Ce décret est en cours de révision parce qu'il y avait beaucoup d'incohérences.
Pour revenir au thème qu'on a tous abordé, il y a des choses à changer dans ce pays, c'est clair. A mon avis, la meilleure façon,
pas forcément la plus simple, de changer, c'est d'aller directement au niveau des lois et des décrets, et savoir comment
ils peuvent être contournés et changés. Technopol l'a fait au niveau du décret sur les raves-parties, il y a un recours
au conseil d'état qui va peut-être aboutir à une annulation du décret, enfin il faut l'espérer.
Pour le décret-bruit c'est la même chose, il y a beaucoup d'incohérences et des gens sont autour de la table
en ce moment pour essayer de voir en quoi ça pourrait être amélioré.
Le décret-bruit qui était fait au départ pour un problème de santé publique, puisque c'est vrai que là il y a un vrai problème, mais ça a produit la fermeture de plus de 100 établissements sur Paris. C'est énorme.
Il ne faut pas confondre ce qui relève d'une plainte du voisinage qui va ensuite arriver dans une espèce d'engrenage qui
va aboutir à la fermeture des lieux sur une simple plainte, et ce qui relève de ce décret en particulier, qui relève du droit pénal.
Pour relever une anomalie, il faut un système de mesure officiel, fait par les forces de l'ordre de façon officielle et précise.
Est-ce que c'est fait de façon automatique, je ne sais pas, mais il y a deux choses qu'il ne faut pas confondre.
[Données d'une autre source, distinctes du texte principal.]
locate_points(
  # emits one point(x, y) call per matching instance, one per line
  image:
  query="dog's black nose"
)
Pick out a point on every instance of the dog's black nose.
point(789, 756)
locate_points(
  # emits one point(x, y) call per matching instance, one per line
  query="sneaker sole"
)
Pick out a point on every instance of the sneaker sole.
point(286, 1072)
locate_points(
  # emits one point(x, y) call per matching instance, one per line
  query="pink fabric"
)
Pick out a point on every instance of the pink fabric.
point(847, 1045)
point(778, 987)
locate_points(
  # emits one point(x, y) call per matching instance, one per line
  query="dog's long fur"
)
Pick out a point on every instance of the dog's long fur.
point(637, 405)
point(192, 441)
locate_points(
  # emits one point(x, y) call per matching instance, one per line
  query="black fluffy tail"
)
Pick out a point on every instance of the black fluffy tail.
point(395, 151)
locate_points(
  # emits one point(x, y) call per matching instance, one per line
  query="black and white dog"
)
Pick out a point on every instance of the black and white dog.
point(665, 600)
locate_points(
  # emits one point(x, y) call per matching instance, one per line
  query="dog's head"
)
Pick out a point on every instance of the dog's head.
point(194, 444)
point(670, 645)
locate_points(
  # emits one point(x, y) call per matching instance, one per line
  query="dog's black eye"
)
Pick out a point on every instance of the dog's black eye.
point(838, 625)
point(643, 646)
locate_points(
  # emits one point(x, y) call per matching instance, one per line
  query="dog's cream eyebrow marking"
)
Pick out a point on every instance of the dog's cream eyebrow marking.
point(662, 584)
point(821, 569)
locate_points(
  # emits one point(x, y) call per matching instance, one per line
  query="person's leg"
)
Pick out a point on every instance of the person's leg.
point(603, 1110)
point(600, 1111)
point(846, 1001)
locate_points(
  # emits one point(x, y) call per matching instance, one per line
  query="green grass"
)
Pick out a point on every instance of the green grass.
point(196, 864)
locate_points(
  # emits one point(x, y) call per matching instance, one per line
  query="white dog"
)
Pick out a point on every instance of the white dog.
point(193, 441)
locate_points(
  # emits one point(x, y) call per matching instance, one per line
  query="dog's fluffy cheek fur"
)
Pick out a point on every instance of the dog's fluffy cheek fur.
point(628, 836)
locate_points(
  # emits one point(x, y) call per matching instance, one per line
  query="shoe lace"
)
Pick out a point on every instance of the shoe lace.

De plus en plus de fermetures sont prononcées, il est vrai que l'isolation coûte une somme phénoménale aux lieux,
ça peut aussi en dissuader certains. Ce sont des nouvelles contraintes, pas si nouvelles que ça d'ailleurs,
parce que la loi date de plus de dix ans, mais c'est vrai ça peut avoir une influence sur le paysage culturel, c'est clair.